Anne-Marie was fortunate in that her case was mild. This is good, due to Lucille's concerns with a little one's hydration levels.
Lucille and I on the other hand were not. Sparing the grueling details, we were emptied completely on Wednesday. Myself over the afternoon and evening, and Lucille over the late evening and all night.
When we encounter this type of illness, extremely intense, but temporary, we have a very serious set of decisions to make.
- Is this suffering going to be redemptive? That is, do I make an act of my will to give my suffering as a small offering to Jesus on the Cross?
- Am I conscious of the Sacramental grace that I have as husband, wife, or child - yes, children have a special kind of sharing in the Sacramental graces of Marriage - to accept the "Duty of the Moment" which is to suffer and offer sacrifice for my family?
- Do I accept the suffering with gentleness and humility or do I get cranky and frustrated?
- When both husband and wife are down with the illness, do I focus in on myself and refuse to go beyond my own pains and take that extra step to help out when asked?
- Do I go beyond my own pain and offer to help when I see a need?
- And finally, if I fail and cause even more hurt, do I reach out in humility and plead for forgiveness from my wife, husband, and/or children?
On the one hand, we have a two and a half year old that needs to be constantly cuddled because she is both sick herself and has never seen both her parents in this state at the same time. And on the other, a five month old who is breastfeeding, teething, and has his ongoing needs to have something to keep him occupied, position changes, etc.

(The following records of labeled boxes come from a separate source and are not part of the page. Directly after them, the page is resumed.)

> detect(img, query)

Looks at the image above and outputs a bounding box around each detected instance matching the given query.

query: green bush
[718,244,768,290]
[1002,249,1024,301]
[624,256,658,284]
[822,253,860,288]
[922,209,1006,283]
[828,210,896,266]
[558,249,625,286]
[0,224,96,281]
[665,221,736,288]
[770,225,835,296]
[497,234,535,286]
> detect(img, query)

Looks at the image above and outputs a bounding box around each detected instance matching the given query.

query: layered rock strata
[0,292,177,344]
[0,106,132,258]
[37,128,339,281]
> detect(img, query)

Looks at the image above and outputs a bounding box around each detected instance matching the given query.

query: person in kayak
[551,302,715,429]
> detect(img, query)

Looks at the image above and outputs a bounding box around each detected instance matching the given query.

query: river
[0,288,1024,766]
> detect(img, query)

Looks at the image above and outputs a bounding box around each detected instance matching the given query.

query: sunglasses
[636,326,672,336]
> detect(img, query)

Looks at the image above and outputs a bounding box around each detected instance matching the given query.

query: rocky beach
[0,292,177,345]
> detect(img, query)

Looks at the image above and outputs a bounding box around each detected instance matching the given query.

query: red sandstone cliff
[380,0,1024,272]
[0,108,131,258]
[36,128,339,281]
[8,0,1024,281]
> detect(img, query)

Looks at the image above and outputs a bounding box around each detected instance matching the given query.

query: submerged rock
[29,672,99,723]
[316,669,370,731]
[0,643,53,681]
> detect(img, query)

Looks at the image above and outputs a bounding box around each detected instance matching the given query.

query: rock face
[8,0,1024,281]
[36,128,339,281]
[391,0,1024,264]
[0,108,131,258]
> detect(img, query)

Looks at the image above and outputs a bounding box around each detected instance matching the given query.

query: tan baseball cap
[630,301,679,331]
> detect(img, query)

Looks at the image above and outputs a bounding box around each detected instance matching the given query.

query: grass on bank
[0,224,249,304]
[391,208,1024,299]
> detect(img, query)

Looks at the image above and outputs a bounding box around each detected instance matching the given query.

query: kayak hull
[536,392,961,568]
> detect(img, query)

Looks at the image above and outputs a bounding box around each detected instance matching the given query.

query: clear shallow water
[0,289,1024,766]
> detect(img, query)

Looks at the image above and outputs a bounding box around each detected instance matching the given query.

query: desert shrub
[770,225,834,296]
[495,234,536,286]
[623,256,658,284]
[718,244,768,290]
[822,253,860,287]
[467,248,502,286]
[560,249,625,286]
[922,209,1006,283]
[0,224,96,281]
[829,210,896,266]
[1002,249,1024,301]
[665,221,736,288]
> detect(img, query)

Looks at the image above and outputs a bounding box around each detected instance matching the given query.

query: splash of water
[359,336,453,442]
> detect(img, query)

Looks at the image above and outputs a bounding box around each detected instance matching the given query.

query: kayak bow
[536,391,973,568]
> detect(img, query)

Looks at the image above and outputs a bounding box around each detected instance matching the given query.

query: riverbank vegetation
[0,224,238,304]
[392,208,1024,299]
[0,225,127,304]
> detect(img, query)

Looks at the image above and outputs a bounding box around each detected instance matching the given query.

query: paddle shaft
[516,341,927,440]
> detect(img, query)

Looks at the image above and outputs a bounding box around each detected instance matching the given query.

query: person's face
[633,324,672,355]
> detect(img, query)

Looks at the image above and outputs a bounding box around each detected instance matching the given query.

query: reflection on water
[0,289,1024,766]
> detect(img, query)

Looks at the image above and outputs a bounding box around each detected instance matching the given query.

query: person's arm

This certainly can be a recipe for disaster if our focus was inwards, that is on ourselves only.
We have the graces to conquer these trials in our Sacrament of Marriage. These graces are lavished upon us by God the Father through the Sacrament to help us deal with extremely difficult trials.
He gives us the grace to:
- Make that act of the will to make this suffering redemptive.
- Get beyond my own suffering and reach out to my wife/husband and children in their need.
- Have the energy from virtually nowhere to accomplish the most important tasks to keep us functioning like heating up the chicken soup!
- Reach out to those around us to help out with things like bringing in groceries specific to our illness needs.
- Remember that even our recovery time is redemptive.
During the most violent part of the illness, I made a point of making sure that Lucille knew that I was offering all of my suffering for her by telling her outright. I wanted her to know, that even in the midst of my most weakest and helpless state, that I was focused on offering this suffering for her. I wanted her to see in my eyes that this was, for me, an offering of one of the deepest forms of love and grace that I could offer for her: My suffering.
The offering of my suffering for her went a long way in helping me to eventually accept gracefully the suffering that came my way. I started off a bit on the cranky side. :D
The offering of our suffering for our family can help us to focus in on the graces that the Father has waiting for us through our Marital Sacrament. We can learn a number of lessons in humility and explore some of our human limitations.
Prayer: Father, thank you for the gift of suffering. Thank you for the gift of graces that you give us in the Sacrament of marriage. Thank you for drawing us closer to Jesus Your Son in our suffering. Father, help us to give glory to your name in the midst of our suffering just as Jesus did. Help us to embrace our Cross, to carry it with dignity, and to allow ourselves to be nailed to it when you deem it our time.
Most Sacred Heart of Jesus, have mercy on us.
Most Sacred Heart of Jesus, envelop us in your Wound.
Most Sacred Heart of Jesus, keep us warm in the Fire of Your Love.
Thank You Jesus, praise You Jesus, glory to You Jesus!